Courtesy of Bin No. 18
Just because you're operating your business on a pauper's budget is no reason you can't be a power player in the business lunch game. It's all about one-upmanship. A 24-ounce porterhouse at an expensive steakhouse may be the obvious way to impress, but you can win points on insider info if you take your opponent — that is, your business colleague — to this new (and as yet largely undiscovered) European-style market/bistro. The decor, a mix of contemporary industrial (loftlike high ceilings, exposed pipes, concrete) and warm Old World (wine barrel tables), makes it clear that what you lack in big bucks you make up in cosmopolitan cool. The menu may seem like your basic food categories that begin with an "s" stuff— soups, sandwiches, salads, small plates, sides. But your colleague will notice that dishes like a crabcake with Dijon mustard cream and smoked cole slaw ($12), or an evocative Amalfi coast salad (with imported Italian tuna, olive tapenade, white boqueron anchovies, hard-boiled egg, cannelini beans, and fresh herbs; $12) are made with astonishingly high-quality ingredients and far more imagination than usual. Make sure to let it slip that chef/owner Alfredo Patino was formerly chef de cuisine at the Ritz-Carlton Coconut Grove's Bizcaya (and, before that, at the Shore Club's Ago) before giving up all that luxe vulgarity to be his own boss. Admittedly the location, in the ground floor of a Biscayne Boulevard condo just north of the Performing Arts Center, is hardly business central. But driving from Brickell or the beach is easy when you know that the place has a hidden parking lot (in back of the building and across the street, on Northeast Second Avenue) that's fenced — and free, so it doesn't cut into your lunch budget.
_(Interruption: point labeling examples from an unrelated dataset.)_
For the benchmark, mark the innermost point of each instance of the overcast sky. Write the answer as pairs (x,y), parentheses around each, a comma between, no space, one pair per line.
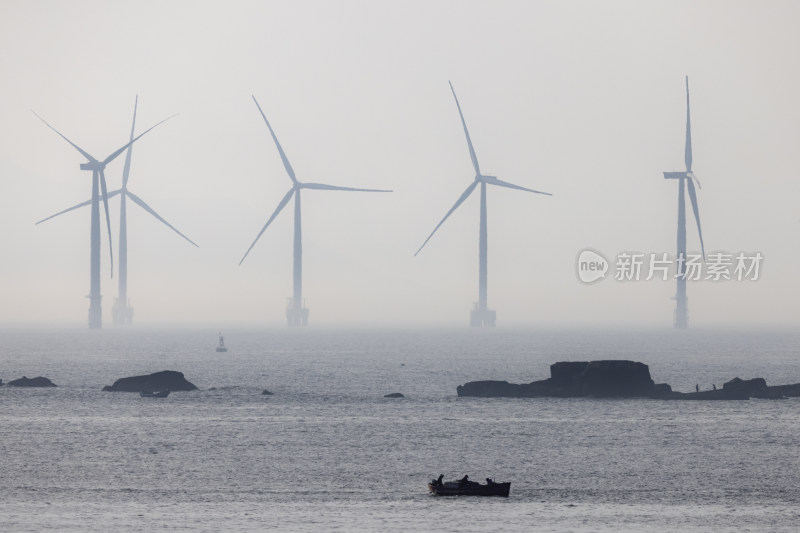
(585,100)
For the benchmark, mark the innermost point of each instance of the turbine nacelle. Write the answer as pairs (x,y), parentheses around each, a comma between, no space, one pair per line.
(93,165)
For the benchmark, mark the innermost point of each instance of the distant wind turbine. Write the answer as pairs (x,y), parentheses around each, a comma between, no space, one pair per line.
(681,305)
(98,178)
(481,315)
(122,313)
(296,312)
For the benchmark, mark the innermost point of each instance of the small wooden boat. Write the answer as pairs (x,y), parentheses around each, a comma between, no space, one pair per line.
(464,487)
(150,394)
(221,347)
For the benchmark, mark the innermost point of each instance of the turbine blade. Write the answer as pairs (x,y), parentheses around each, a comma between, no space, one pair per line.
(285,160)
(82,204)
(141,203)
(281,205)
(501,183)
(460,200)
(323,187)
(688,152)
(693,198)
(126,170)
(115,154)
(78,148)
(108,219)
(469,141)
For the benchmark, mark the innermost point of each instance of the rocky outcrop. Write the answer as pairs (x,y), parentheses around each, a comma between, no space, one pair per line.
(618,379)
(31,382)
(165,380)
(575,379)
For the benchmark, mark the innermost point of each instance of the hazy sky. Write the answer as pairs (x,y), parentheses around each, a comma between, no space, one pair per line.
(585,100)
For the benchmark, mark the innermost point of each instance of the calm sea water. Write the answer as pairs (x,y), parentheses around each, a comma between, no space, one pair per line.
(328,453)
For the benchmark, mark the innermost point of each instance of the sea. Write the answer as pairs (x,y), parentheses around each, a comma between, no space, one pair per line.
(327,451)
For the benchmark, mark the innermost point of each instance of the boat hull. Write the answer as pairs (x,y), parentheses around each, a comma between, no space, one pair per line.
(472,489)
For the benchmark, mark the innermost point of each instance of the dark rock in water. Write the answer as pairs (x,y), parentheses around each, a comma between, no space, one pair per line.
(602,379)
(564,372)
(165,380)
(791,391)
(605,379)
(31,382)
(617,379)
(749,387)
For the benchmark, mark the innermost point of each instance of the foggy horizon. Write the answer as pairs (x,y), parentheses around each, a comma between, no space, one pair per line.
(581,100)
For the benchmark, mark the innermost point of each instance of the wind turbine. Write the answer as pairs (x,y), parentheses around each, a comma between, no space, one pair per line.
(296,312)
(481,315)
(122,313)
(98,179)
(681,302)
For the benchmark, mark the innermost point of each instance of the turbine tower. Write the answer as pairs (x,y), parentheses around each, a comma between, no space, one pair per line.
(681,301)
(122,313)
(481,315)
(296,311)
(98,179)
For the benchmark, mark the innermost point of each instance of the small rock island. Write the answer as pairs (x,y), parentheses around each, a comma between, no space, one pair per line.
(164,380)
(618,379)
(31,382)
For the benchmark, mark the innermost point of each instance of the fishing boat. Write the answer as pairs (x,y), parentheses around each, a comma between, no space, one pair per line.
(221,347)
(151,394)
(465,487)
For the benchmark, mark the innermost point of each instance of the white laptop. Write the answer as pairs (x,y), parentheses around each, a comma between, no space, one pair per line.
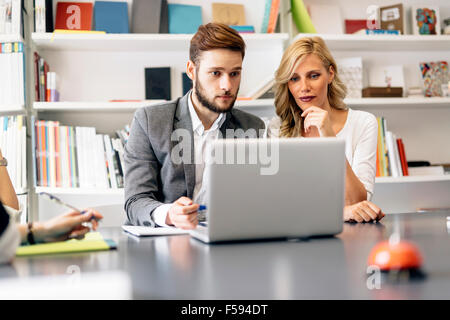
(295,192)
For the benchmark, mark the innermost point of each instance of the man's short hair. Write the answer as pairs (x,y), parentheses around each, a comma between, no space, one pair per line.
(215,36)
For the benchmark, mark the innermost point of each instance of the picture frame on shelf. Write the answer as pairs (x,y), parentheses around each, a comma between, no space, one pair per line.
(425,20)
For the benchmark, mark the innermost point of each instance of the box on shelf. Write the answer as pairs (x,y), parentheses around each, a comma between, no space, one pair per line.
(382,92)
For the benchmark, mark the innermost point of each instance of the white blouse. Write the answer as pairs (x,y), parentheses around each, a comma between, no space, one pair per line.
(360,133)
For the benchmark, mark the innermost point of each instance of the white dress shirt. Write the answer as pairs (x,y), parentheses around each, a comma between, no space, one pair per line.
(202,138)
(360,133)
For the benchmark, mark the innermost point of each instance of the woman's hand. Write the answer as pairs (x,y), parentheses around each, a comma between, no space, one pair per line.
(66,226)
(320,119)
(364,211)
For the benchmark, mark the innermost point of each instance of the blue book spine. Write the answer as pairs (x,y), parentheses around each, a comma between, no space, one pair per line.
(266,17)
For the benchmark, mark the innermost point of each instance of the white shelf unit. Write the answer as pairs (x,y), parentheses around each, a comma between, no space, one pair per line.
(138,42)
(377,43)
(10,38)
(93,69)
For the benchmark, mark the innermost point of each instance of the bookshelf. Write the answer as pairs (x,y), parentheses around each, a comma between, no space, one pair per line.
(139,42)
(350,42)
(94,69)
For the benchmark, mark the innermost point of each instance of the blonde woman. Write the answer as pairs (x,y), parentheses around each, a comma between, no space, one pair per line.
(309,103)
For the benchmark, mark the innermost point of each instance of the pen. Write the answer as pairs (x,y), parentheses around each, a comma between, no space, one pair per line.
(59,201)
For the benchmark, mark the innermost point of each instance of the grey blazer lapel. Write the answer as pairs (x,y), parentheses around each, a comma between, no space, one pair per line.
(183,122)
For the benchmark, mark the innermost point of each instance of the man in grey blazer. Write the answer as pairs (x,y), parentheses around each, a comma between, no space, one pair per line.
(160,189)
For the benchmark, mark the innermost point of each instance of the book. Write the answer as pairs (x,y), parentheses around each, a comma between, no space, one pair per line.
(354,25)
(402,155)
(157,83)
(273,17)
(184,19)
(425,20)
(111,16)
(391,18)
(266,16)
(93,241)
(74,16)
(146,16)
(164,19)
(39,16)
(228,13)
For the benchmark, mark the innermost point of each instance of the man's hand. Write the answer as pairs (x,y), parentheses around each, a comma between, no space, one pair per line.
(364,211)
(183,214)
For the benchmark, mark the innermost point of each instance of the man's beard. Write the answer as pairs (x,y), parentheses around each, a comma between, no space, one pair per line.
(200,93)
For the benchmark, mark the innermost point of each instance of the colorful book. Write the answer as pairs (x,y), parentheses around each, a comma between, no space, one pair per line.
(74,16)
(111,17)
(273,17)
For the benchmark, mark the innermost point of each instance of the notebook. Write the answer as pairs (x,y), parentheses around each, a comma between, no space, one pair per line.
(93,241)
(141,231)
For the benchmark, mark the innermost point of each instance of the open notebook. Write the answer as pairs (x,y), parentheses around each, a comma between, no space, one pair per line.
(93,241)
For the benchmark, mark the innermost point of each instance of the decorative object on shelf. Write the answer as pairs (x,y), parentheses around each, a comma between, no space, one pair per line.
(425,20)
(351,74)
(184,19)
(382,92)
(10,17)
(326,18)
(355,25)
(228,13)
(73,16)
(243,29)
(12,75)
(301,17)
(111,16)
(377,32)
(148,16)
(392,18)
(41,69)
(447,26)
(385,77)
(187,83)
(434,74)
(415,92)
(157,83)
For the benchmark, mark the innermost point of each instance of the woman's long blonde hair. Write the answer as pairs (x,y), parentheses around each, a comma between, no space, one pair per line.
(285,105)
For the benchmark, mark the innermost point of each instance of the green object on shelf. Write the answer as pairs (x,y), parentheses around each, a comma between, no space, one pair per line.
(301,17)
(93,241)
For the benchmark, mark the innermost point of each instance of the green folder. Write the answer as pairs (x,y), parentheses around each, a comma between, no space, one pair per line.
(93,241)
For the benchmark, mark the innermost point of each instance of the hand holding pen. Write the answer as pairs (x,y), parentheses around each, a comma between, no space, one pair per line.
(67,226)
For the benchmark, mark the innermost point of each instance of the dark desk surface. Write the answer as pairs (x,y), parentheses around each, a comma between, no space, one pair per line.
(179,267)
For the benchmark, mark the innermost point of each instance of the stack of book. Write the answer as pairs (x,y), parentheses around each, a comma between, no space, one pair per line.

Sally seeks Doraku for the sake of the sake, or sometimes simply to sip saketinis. She salivates over the sensational sushi, sashimi, and seafood specialties — salmon, scallops, snapper, shrimp, sea bass, surf clams, smelt fish roe, and so on. She sighs when skimming over the salad section — should she snare the seared salmon salad soaked with yuzu, seaweed salad with sesame vinaigrette, seasoned squid and spring greens squired with spicy peanut sauce, or seafood salad with salmon, snapper, whitefish, mango, and miso dressingç The price for the spectrum of salads is sort of the same: $6 to $13. Such scrumptious selections!
A great caesar salad is a dish of rare beauty. A great free caesar salad is so rare and beauteous you want to fall to your knees and thank Goddess (or Caesar Cardini, who invented the thing). Actually the caesar salad at this old-timey Coral Gables steakhouse isn't exactly free; it comes with the price of your entrée (which will range from $20 to $36), preferably a thick, juicy, blood-rare slab of aged Midwestern beef, as tender as a lover's caress and tasty as a lover's ... well, you get the idea. But back to the caesar. The lettuce is the requisite pale and crunchy inner leaves of romaine, the dressing creamy but not overly so, achieving the perfect tart-pungent balance that makes the caesar the emperor of salads.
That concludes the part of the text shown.